Warren Buffett’s Berkshire Hathaway has reduced its stake in Bank of America to 9.99%. The conglomerate sold 9.5 million shares between Tuesday and Thursday, making about $382 million in profits. This latest sale caps off three months of selling, during which Berkshire unloaded a total of 257 million shares.
The sales have netted the company roughly $10 billion. Berkshire remains Bank of America’s largest stockholder, with over 775 million shares valued at around $31 billion. However, by dropping below the 10% ownership threshold, Berkshire is no longer required to quickly report changes in its position to the SEC.
Bank of America’s stock price has fallen more than 9% since Berkshire started selling.
Berkshire cuts Bank of America stake
The stock is still up over 18% year-to-date but trails competitors like Goldman Sachs, JPMorgan Chase, and Citigroup.
The bank is set to report third-quarter results on Tuesday. Analysts expect profits to decline from last year and the previous quarter. However, CFO Alastair Borthwick recently said net interest income should grow from Q3 through year-end.
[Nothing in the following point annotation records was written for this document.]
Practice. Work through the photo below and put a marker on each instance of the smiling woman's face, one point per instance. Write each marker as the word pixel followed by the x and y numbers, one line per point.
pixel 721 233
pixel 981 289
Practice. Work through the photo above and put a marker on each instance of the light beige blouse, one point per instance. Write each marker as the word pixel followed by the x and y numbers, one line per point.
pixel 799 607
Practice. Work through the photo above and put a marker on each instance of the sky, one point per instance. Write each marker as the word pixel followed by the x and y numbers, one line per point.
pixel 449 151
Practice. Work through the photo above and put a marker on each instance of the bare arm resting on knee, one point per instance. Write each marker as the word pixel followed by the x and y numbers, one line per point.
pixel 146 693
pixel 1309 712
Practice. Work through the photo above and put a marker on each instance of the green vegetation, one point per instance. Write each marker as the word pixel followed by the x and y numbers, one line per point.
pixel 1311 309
Buffett has a long history with Bank of America. In 2011, he invested $5 billion in the struggling lender after the financial crisis, backing CEO Brian Moynihan. As of June, Bank of America made up 15% of Berkshire’s portfolio, its third-largest holding after Apple and American Express.
Moynihan acknowledged Buffett’s role, saying: “He’s been a great investor for our company and stabilized our company when we needed it at the time.”